Um empresário do setor de serviços com bom histórico de pagamentos e que foi pouco afetado pela crise vem, há 18 meses, só liquidando seus empréstimos nos bancos. Não consegue renovar nenhum deles. O setor de serviços é visto pelos bancos como muito suscetível ao desemprego e à crise econômica.
O caso do empresário ilustra uma situação que não tem ganhado muita visibilidade em tempos de aumento do rombo fiscal. Mas é essencial entender o que está acontecendo com o crédito à pessoa jurídica no Brasil – e o impacto disso na retomada do investimento e do crescimento econômico. Há hoje um conjunto de fatores que restringem a concessão de crédito, especialmente para as pequenas e médias empresas: concentração bancária, poucos bancos médios ainda atuando no crédito à pessoa jurídica, necessidade dos bancos de renegociar empréstimos de grandes empresas fragilizadas, recorde de pedidos de recuperação judicial (fala-se em 4 mil empresas nessa situação) e um BNDES que só encolheu seus desembolsos nos últimos anos.
Aqui, vale a ressalva. É fato que a demanda por crédito caiu muito. Mas já começa a voltar, na esteira da ainda tímida recuperação da economia.
“Muitas empresas voltaram a recorrer a factorings ou estão cedendo seus recebíveis para FIDCs para fazer giro”, diz o executivo de um banco, referindo-se aos Fundos de Investimento em Direitos Creditórios. Segundo ele, a factoring tem custo mais alto – inclusive por conta do risco de receber duplicatas frias -, mas muitas vezes é a única saída para o empresário.

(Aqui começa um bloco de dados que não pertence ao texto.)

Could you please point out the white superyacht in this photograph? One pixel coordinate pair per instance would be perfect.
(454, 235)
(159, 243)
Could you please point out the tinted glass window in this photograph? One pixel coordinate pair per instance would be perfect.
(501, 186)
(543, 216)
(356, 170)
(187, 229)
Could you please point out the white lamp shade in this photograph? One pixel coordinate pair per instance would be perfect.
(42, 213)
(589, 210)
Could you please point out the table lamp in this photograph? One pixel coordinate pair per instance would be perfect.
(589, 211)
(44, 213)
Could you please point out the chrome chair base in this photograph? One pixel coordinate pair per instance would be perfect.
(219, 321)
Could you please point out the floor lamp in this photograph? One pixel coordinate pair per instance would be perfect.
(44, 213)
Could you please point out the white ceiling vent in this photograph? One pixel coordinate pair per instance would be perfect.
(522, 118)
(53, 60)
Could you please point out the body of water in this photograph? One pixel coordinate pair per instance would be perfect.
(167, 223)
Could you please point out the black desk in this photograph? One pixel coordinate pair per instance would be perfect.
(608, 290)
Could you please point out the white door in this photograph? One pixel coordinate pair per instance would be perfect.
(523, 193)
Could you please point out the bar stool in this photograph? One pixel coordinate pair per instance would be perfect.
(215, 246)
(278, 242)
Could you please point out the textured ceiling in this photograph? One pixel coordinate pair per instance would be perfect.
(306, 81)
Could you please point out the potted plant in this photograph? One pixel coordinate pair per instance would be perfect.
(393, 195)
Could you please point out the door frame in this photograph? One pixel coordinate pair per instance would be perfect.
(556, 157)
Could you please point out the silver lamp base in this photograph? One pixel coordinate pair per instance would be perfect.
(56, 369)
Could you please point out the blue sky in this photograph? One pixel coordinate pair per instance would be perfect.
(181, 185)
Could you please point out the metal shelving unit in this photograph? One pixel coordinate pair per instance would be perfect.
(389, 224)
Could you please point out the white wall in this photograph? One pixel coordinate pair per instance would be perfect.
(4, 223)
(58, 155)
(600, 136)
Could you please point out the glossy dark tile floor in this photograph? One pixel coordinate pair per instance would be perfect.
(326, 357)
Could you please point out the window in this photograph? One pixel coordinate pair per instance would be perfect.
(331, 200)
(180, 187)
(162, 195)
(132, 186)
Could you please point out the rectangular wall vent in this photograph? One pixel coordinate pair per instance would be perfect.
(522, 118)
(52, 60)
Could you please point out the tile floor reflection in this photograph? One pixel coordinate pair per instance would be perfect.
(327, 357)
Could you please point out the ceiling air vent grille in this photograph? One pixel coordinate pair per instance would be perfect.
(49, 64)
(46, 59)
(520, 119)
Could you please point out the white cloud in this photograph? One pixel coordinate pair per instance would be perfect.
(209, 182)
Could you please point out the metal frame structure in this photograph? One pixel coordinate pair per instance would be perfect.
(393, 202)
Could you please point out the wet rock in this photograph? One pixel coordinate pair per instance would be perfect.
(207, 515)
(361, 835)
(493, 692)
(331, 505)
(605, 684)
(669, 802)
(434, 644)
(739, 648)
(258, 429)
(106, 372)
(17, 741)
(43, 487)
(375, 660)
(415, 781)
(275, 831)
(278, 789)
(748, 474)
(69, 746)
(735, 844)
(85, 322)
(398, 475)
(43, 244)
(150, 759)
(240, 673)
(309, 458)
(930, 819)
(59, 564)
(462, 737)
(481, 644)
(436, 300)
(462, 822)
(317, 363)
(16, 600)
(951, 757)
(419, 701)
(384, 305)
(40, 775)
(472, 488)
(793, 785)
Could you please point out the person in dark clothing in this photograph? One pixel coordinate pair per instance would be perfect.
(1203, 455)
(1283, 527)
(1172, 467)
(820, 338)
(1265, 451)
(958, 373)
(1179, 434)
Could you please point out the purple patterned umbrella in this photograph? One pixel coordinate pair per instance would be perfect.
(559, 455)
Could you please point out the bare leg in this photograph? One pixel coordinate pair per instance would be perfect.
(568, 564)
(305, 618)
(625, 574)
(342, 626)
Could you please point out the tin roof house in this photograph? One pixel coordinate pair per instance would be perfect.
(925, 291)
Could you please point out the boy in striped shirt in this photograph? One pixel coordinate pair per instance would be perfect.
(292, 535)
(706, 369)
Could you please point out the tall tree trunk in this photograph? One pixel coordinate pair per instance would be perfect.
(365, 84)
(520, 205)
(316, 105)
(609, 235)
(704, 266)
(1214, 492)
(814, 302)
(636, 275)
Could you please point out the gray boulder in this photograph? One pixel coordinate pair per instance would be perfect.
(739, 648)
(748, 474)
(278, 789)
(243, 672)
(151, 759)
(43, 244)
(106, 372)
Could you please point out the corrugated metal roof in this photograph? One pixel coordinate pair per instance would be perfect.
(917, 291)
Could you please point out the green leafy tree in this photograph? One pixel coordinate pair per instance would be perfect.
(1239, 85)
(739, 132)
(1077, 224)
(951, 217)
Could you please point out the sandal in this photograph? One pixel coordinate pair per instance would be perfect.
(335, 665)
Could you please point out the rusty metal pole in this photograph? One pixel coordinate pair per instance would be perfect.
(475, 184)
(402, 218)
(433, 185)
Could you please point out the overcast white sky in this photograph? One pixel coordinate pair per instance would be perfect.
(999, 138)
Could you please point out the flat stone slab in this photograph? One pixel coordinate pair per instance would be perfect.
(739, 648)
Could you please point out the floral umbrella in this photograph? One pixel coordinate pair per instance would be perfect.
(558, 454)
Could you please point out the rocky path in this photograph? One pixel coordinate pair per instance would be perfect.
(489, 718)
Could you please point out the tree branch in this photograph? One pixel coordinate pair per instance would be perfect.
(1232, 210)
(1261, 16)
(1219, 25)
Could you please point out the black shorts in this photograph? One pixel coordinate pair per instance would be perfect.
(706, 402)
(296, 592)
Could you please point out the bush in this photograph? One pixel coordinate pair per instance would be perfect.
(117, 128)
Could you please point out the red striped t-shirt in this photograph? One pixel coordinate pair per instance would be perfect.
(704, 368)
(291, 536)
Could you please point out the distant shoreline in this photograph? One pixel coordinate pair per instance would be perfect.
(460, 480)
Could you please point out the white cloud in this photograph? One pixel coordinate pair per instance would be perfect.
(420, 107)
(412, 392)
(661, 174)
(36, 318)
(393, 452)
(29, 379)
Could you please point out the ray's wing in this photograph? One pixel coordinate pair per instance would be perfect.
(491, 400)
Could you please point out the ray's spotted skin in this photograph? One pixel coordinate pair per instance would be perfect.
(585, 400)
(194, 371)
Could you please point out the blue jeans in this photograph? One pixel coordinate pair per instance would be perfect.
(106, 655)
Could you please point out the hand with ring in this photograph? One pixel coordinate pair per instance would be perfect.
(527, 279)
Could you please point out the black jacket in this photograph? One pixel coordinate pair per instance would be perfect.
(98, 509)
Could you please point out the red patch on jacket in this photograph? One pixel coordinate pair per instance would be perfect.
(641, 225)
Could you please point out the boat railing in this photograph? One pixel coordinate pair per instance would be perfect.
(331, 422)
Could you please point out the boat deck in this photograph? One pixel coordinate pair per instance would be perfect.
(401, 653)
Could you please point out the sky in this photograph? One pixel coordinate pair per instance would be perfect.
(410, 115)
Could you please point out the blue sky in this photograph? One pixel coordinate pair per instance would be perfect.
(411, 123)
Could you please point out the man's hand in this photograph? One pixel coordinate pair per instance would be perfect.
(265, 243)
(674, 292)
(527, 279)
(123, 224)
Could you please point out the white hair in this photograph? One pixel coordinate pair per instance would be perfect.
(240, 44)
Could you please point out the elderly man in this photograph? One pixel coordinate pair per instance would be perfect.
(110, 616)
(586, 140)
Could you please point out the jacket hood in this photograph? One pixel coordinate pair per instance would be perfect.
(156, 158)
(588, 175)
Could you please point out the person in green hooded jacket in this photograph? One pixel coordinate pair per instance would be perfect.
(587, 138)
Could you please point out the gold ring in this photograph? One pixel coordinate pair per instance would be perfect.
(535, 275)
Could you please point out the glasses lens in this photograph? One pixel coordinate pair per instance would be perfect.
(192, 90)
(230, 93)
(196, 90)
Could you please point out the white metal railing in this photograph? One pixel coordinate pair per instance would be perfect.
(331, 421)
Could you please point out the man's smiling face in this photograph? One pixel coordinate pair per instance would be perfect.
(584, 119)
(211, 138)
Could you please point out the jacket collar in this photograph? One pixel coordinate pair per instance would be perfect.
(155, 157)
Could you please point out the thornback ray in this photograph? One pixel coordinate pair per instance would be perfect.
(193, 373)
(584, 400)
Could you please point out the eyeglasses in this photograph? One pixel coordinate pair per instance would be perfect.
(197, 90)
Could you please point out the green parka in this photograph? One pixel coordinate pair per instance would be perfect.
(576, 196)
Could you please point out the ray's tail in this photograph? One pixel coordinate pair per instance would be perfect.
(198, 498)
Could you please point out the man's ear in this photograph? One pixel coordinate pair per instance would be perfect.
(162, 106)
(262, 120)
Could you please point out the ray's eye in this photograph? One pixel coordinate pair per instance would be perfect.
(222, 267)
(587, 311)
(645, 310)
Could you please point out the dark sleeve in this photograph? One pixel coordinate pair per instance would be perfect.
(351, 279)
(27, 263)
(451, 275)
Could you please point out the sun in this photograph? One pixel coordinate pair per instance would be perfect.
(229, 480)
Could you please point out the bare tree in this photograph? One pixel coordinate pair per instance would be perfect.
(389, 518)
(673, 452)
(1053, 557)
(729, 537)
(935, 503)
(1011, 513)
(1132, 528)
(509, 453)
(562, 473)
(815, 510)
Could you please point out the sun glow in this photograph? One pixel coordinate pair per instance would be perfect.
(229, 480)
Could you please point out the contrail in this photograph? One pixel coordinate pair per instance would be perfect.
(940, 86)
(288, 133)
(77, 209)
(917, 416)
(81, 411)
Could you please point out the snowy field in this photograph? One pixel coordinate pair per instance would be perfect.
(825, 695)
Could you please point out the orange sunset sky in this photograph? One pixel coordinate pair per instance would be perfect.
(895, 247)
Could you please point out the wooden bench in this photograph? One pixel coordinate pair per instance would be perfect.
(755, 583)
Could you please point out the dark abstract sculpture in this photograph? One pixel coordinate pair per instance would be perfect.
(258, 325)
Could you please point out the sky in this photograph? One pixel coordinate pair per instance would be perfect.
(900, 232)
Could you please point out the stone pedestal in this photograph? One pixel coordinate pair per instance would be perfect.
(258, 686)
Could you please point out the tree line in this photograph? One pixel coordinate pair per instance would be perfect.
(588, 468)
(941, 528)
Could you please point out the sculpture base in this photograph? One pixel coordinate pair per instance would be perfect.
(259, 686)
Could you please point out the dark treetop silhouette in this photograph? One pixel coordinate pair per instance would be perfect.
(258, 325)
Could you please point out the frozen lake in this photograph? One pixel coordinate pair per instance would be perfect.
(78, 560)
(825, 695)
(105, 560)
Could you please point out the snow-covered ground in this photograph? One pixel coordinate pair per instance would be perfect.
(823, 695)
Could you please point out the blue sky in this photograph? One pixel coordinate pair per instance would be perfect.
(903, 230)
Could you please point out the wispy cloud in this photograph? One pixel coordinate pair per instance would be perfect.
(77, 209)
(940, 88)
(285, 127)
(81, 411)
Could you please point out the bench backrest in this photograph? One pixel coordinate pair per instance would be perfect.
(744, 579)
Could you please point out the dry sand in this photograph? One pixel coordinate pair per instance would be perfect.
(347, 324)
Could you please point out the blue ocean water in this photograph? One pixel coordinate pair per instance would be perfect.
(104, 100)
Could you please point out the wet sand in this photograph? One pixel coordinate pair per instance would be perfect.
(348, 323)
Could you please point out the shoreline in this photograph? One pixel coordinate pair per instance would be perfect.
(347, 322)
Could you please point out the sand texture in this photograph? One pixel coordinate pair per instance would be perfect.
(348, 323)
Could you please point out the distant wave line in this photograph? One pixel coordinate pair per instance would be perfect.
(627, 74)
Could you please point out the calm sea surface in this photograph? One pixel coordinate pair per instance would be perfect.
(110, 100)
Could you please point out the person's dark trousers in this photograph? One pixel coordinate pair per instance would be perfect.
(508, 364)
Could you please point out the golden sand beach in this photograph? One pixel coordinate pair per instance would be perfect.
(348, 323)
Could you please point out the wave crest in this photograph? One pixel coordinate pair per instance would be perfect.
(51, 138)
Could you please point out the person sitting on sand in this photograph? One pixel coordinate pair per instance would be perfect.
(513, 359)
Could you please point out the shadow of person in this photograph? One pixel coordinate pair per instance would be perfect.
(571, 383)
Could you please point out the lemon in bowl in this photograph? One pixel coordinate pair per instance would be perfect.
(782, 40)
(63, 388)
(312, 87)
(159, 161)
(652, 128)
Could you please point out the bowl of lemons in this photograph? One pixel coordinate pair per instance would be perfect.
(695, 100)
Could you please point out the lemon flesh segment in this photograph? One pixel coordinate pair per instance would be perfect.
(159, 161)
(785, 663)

Detalhe importante: factorings não são reguladas ou supervisionadas pelo Banco Central.
Até meados de 2008, vários bancos médios supriam parte da oferta de crédito para médias empresas e também para algumas grandes. Com a crise hipotecária iniciada nos EUA, que se alastrou mundo afora, houve forte restrição de liquidez a esse grupo de instituições. Várias deixaram de existir e outras se concentraram em outros nichos, como crédito consignado (com desconto em folha) ou de veículos. Hoje, poucos se dedicam ao crédito PJ de pequenas e médias empresas, como Safra, ABC e Daycoval.
Some-se a isso a redução do número de grandes bancos no país. Em entrevista recente ao Valor, o presidente do Banco do Brasil, Paulo Rogério Caffarelli, explicou que todo banco tem um limite de crédito por empresa. “Grande parte das empresas que batem na porta já tem crédito conosco e não podemos expandir mais o volume com esse determinado cliente (…). A gente acaba tendo certa limitação, não por nossa vontade.” Número menor de bancos, portanto, significa oferta menor de crédito.
As pequenas e médias empresas têm sido as mais afetadas. Os gráficos abaixo mostram que o Bradesco vem ampliando a fatia de sua carteira de crédito às grandes empresas nos últimos anos. O Itaú, que já tinha maior concentração nas grandes, tem mantido essa fatia na casa dos 67% – percentual ligeiramente inferior ao desembolsado pelo BNDES até o ano passado (o banco não tem a segmentação da carteira por tamanho de empresa, apenas os desembolsos).
A equipe econômica está atenta ao problema do crédito à pessoa jurídica, mas falta a concretização de iniciativas. Para as grandes empresas, uma alternativa pode ser o mercado de capitais, especialmente com a queda do juro. Mas nosso mercado acionário ainda é pequeno e “viciado” nas mesmas companhias e o mercado secundário de títulos privados tem baixíssima liquidez e transparência e falta padronização.
No caso das pequenas e médias, algumas iniciativas ajudariam na ampliação da oferta: criação das duplicatas eletrônicas e registradas e a possibilidade de recebíveis de cartões de crédito serem registrados na Câmara de Compensação (CIP). Outra sugestão seria permitir que instituições estrangeiras concedessem crédito no país, sem captação local.
A Fazenda acredita que a mudança na lei de recuperação judicial pode destravar a concessão de novos créditos. Vai ajudar muito. Mas ainda está longe de ser a solução. O BC tem que encarar a questão da concentração e de medidas microeconômicas.
Raquel Balarin é diretora de Conteúdo Digital do Valor.